Google and Amazon had some kind of cold war about them both wanting to control the living room or something. A few years ago they both decided to play nice.
People in this thread are defending their right to be made to be paid 30% more and forbidden from being told how they can avoid this. It's bananas. Or astroturf.
Hi, it's me, a Banana. I promise I'm a real life human being though and not being paid by anyone relevant to this.
The way Apple has set this up is generally preferentially friendly to consumers over developers. Since I'm a consumer in this situation, not a developer, that benefits me.
The developers put up with it because that's the only way to access Apple's customer base. Presumably if we remove that requirement and allow them to do less consumer-friendly things that are more profitable they will choose to do so. Since I'm a consumer in this situation, not a developer, that does not benefit me.
So yes, even if I had to pay Apple's fee, I see an extra $2-4/mo as a rounding error on some service for a $1500 device and don't mind paying it to have the 800 pound gorilla going to bat for me.
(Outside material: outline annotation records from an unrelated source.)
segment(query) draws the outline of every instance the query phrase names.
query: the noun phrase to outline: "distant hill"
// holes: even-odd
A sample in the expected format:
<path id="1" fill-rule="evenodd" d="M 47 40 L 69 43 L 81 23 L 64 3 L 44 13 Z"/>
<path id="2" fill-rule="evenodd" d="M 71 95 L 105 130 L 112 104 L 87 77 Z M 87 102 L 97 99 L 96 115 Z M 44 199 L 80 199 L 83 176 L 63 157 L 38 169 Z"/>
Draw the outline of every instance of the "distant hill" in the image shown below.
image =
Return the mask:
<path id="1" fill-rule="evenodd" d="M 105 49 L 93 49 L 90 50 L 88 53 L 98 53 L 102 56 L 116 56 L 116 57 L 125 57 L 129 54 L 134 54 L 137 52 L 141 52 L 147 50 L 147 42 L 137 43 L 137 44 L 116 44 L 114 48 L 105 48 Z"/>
I have never have to deal with confusing or misleading subscriptions, length unsubscribe processes full of dark patterns, "oops we forgot", terrible customer support, or anything else.
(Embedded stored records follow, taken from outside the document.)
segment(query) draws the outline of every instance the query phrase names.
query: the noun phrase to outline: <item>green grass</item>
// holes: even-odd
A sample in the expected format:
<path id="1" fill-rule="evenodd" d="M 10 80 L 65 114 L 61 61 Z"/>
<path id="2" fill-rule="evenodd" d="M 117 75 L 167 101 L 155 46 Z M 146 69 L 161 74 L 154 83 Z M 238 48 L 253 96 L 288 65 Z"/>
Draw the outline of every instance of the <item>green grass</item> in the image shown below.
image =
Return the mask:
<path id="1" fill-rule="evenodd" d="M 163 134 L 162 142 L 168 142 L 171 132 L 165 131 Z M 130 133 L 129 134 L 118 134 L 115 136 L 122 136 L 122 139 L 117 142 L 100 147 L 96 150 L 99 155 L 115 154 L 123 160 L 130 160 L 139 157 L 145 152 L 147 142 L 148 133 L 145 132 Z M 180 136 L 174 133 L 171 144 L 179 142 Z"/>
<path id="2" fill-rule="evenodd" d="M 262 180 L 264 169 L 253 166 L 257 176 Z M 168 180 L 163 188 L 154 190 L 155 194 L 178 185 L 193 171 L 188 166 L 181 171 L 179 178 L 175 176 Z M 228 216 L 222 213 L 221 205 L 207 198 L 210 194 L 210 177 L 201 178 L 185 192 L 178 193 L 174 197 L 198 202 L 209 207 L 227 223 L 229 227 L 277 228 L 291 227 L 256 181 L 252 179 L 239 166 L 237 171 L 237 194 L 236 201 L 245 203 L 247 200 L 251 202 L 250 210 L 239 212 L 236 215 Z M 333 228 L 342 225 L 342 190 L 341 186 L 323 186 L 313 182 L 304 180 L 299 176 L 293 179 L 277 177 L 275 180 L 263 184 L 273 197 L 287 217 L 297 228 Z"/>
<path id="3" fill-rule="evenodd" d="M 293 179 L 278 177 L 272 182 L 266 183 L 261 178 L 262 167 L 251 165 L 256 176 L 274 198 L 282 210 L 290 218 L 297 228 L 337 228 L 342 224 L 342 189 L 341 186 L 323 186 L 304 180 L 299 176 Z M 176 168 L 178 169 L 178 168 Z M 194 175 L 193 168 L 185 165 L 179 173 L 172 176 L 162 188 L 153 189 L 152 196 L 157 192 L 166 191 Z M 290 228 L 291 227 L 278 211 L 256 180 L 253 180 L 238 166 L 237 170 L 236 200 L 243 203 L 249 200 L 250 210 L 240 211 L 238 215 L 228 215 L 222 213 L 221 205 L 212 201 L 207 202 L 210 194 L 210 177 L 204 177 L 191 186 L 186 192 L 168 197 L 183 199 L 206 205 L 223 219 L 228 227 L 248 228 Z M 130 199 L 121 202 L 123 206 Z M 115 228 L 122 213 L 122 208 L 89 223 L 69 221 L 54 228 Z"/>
I'm happy for this to be a choice, but I'm worried it _won't_ be a choice--developers will switch off on to other payment providers and abandon Apple's subscriptions/payments. I'd be fully behind this if it were a requirement that you had to _also_ offer subscription through Apple, even at some sort of premium.
Apple is a status brand, customers will still defend their decisions even if they found out that Tim Cook is a real life Sith lord or something of that magnitude.
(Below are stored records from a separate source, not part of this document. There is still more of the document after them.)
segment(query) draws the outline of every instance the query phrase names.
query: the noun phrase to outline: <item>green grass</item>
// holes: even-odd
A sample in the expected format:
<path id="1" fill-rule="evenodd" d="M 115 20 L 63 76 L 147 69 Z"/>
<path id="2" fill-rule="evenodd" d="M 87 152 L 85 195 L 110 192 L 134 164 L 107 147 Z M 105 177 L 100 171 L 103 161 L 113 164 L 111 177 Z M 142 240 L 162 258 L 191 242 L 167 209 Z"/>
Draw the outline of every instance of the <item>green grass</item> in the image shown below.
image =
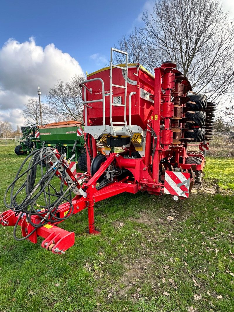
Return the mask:
<path id="1" fill-rule="evenodd" d="M 224 157 L 207 157 L 205 178 L 217 180 L 224 189 L 234 190 L 234 158 Z"/>
<path id="2" fill-rule="evenodd" d="M 0 211 L 25 157 L 14 148 L 0 148 Z M 0 227 L 0 311 L 234 310 L 234 197 L 223 194 L 233 189 L 233 158 L 207 158 L 205 184 L 221 193 L 177 202 L 125 193 L 97 203 L 100 235 L 87 234 L 86 210 L 60 225 L 76 233 L 64 256 Z"/>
This is a misconception. For most Apple users it isn’t about status, it’s just the brand they use because they like the products and the way they work together. That doesn’t mean they don’t wish they were better in many ways (including this one).
It can be both. Like the whole green bubble vs blue bubble thing in iMessage. More people than you might think look at Apple as the status brand but that doesn't mean they don't also enjoy how well everything works together.
An iPhone isn't a status symbol anymore, if it ever was. I see 12 year olds with them because they still work long after the phone's previous owner grabbed the shiny new one.
Maybe having the newest model the week it comes out confers some status amongst those who can tell the difference. Everyone else just slaps a case on it and no one knows what generation you have.
I hear that argument often (although less than in the past) and always shake my head. In phones, Apple, Samsung, Google are analogous to Coke and Pepsi. Premium product, but achievable luxury. Apple is not Chanel.
Price sensitive folks go to MVNOs with off brand or lower spec devices - the equivalent to Dr Thunder at WalMart.
Apple is dominant in the US because they got their ass kicked in the services space by Google and learned their lesson. iCloud is an incredible platform today.
There’s really two androids. “Fancy Android” with Samsung Galaxy and Nexus - nice phones whose users seek them out. “Dumb Android” with customers steered by price or phone guys getting spiffed. The users don’t know or care about the device and have low value. The reality is, as with soda, the cheap product is marginally cheaper, but less pleasant and usually a poor value.
No brand lasts forever. Even on HN, a couple years ago every comment even vaguely anti-Apple tax would be immediately downvoted. When the Epic lawsuit was first filed Tim Sweeney was public enemy #1 over here. Now people are warming up to the idea that Apple might be harming consumers and developers with their app store rules.
4 years ago some people were still swallowing the security or privacy argument, and users didn't understand what they were missing. This time any of these facades will be broken to death.